『猫目石』だよっ


名雪「猫さんの瞳ってうるうるとしてうっとりしちゃうよね」

あゆ「そうだね」

名雪「どんな乱暴な人でも、見つめられればイチコロだよ」

あゆ「そ、そうなんだ」

名雪「“見た相手を石化させてしまうほどの強烈な目線”という事だよ」

あゆ「せきか?」

名雪「そう、石化だよ」

あゆ「うぐぅ、それって危険なんじゃ…」

名雪「ギリシャ神話にそういう魔物が登場するよね。それはこの猫目石を携えていたからなんだよ」

あゆ「…うーん、ねえ名雪さん」

名雪「何かな?」

あゆ「猫目石なら、目線じゃなくて、石、じゃないのかなあ?」

名雪「そんな事言う人嫌いだよ」

あゆ「………」

名雪「猫さんの目線により石になる。何がおかしいっていうの?」

あゆ「だから、それだったら石猫目とか言うんじゃないかなぁ…って…」

名雪「えいっ」

こつん

あゆ「うぐぅっ!」

名雪「悔しいから小石で攻撃するよ」

あゆ「どういう理屈なの…」

名雪「言葉に偽りはないんだよ。間違いないんだから!」

ごすっ

あゆ「うぐぅっ!!…な、なんか石がおっきくなってるような…」

名雪「次は岩に挑戦するよ」

あゆ「わ、ま、待って!猫目石でばっちり合ってるよ!うん!!」

名雪「…遅いよあゆちゃん」

あゆ「え?」

名雪「もう取り返しはつかないよ。わたしは気合いを入れるよ」

あゆ「え、ええっ…」

名雪「はぁぁぁぁぁぁ…」

あゆ「うわっ、むちゃくちゃやる気になってる…」

名雪「気合いを入れれば岩でも投げられるって誰かが言ってたんだよ」

あゆ「や、やめた方がいいと思うけど」

名雪「絶対投げるからね」

あゆ「………」

ダッ

名雪「ああっ!逃げた!」

あゆ「うぐぅ、結局こんなオチなんてぇ!」

名雪「諦めるべきだよあゆちゃん!はぁぁぁぁ!」

あゆ「気合い入れながら追いかけてこないでぇ!」



………………



栞「名雪さん…酷いです…。
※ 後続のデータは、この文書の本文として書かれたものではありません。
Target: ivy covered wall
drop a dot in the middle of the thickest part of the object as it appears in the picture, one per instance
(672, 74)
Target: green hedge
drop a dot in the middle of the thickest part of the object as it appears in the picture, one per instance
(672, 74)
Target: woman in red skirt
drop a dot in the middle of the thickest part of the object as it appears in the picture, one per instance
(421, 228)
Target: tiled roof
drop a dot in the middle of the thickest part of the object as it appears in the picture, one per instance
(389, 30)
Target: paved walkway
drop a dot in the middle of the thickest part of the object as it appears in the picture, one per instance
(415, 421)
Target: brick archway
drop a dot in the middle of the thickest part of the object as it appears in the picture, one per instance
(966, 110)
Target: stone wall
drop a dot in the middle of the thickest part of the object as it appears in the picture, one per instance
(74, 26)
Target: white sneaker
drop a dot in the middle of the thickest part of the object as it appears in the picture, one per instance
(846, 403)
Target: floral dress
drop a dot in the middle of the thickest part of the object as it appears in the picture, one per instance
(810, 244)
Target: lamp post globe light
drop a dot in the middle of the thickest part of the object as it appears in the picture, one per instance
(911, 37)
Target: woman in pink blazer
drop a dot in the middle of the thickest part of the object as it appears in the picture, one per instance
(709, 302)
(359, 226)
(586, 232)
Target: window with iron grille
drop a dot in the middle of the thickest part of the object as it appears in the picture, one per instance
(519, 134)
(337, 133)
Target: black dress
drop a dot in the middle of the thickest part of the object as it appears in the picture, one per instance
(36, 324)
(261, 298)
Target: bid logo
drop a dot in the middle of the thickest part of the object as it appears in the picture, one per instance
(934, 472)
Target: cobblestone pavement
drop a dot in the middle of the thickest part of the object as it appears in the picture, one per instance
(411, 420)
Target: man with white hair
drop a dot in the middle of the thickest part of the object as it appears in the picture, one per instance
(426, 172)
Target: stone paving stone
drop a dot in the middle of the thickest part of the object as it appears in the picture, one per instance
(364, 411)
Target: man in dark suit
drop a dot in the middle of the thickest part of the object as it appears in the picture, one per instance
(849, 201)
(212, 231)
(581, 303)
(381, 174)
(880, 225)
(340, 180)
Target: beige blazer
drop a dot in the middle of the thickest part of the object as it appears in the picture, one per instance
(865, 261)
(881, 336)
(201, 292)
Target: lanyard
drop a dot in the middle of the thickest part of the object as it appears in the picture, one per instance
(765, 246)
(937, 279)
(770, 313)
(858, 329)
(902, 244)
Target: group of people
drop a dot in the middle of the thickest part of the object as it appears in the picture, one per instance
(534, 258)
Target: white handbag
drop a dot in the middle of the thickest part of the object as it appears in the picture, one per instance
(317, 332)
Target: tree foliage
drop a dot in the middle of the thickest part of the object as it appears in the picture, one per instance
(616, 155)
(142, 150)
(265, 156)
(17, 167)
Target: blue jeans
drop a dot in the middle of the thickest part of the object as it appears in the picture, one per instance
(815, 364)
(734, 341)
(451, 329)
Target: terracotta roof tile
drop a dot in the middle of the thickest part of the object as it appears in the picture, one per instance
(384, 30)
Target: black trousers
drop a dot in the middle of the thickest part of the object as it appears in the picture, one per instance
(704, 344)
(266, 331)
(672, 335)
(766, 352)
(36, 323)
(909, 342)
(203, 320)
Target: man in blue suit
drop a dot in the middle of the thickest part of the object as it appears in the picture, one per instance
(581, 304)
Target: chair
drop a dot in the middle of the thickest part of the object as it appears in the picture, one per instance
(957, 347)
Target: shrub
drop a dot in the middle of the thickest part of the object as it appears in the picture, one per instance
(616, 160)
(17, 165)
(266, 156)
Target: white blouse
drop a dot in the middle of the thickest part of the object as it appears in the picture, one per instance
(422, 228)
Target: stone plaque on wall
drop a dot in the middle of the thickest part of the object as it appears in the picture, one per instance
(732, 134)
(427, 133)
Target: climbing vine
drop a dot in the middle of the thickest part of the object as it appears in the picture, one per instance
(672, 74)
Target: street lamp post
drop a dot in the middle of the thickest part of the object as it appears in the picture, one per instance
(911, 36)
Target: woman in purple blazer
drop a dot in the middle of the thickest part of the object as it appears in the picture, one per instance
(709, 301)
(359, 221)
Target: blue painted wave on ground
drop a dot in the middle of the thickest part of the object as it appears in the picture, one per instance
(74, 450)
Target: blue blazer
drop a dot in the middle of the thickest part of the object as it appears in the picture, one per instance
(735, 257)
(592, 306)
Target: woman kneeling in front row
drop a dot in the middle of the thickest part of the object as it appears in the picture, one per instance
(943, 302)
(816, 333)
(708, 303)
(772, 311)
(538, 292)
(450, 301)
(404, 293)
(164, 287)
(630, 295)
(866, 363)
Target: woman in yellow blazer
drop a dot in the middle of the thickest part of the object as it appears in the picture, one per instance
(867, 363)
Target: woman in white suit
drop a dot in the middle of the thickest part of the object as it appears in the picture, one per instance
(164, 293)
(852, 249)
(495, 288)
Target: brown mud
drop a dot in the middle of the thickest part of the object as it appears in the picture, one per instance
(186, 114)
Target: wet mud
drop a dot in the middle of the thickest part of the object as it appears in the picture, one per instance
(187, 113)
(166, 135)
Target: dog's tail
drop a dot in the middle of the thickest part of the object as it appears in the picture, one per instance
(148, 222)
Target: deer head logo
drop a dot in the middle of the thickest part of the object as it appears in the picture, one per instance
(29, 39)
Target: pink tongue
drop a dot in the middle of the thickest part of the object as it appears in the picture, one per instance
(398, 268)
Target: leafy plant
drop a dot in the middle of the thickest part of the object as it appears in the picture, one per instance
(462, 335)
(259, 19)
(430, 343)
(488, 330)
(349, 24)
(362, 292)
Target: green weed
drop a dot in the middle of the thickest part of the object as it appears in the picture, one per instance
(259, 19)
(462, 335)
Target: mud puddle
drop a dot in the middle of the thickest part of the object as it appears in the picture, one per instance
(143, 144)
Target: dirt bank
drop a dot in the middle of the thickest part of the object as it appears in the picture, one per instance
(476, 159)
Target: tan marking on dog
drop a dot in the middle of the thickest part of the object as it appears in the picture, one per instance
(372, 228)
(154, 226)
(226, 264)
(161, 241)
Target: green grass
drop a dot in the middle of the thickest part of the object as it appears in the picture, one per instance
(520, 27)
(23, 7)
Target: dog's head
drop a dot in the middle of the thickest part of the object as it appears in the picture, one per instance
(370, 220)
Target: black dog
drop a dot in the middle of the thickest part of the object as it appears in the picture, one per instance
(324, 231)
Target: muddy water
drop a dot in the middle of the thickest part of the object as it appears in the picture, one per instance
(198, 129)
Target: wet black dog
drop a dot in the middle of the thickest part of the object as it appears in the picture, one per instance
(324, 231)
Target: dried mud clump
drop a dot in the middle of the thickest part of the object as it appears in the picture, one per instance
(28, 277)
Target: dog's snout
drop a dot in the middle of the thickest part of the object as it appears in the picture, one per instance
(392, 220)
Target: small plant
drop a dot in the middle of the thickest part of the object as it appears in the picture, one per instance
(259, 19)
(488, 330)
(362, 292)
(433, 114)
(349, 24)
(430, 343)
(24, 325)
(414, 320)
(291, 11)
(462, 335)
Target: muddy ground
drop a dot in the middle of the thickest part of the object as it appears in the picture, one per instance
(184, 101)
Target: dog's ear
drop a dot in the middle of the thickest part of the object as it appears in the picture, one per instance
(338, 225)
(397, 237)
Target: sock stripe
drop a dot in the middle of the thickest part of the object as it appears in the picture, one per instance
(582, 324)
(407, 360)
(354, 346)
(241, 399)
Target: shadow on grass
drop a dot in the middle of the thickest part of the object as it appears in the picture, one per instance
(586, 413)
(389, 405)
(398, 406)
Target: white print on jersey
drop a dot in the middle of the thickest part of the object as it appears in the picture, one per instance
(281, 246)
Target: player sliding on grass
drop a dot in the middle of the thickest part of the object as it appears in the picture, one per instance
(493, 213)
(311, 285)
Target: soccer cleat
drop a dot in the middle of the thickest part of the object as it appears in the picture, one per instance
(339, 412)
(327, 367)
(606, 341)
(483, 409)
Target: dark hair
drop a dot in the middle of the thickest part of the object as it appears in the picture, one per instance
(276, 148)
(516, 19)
えーと『猫目石』ですが、金緑石の一種ですね。

  “蜂蜜色で、結晶中に多くの線状の細孔が平行に集まり、

  磨くと猫の目に似た蛋白光の色彩を放ちます。装飾に用いる宝石の一つ”ですね」

美汐「そしてこれはキャッツ‐アイとも呼びます」

栞「はあ…」

美汐「どうかしましたか?」

栞「名雪さん酷いです…」

美汐「真似をされてしまったことですね」

栞「私の口癖って…そんなに使いやすいですか?」

美汐「それはもう、天下一品です」

栞「そういう事言う人嫌いです…」

美汐「ところで、栞さんは実際に猫目石を見た事はありますか?」

栞「いいえ…」

美汐「ではいずれお見せしましょう」

栞「本当ですか?」

美汐「本当ですよ」

栞「嬉しいです」

美汐「代償は何を望みますか」

栞「…代償がいるんですか?」

美汐「もしかしたら…」

栞「だったら見たくありません」

美汐「もう遅いです。契約してしまいました」

栞「契約?」

美汐「はい。たしかあれは名状しがたきもの…」

栞「そ、そんな危険な事なんかやめてください!」


<おしまいだよっ>


後書き:別の意味の強引度がどんどん増しています。
こんな調子じゃあ、新シリーズは多分無理だろうなあ。
っていうか、多分ことわざに限定しなかったのが問題ありだったんでしょうね。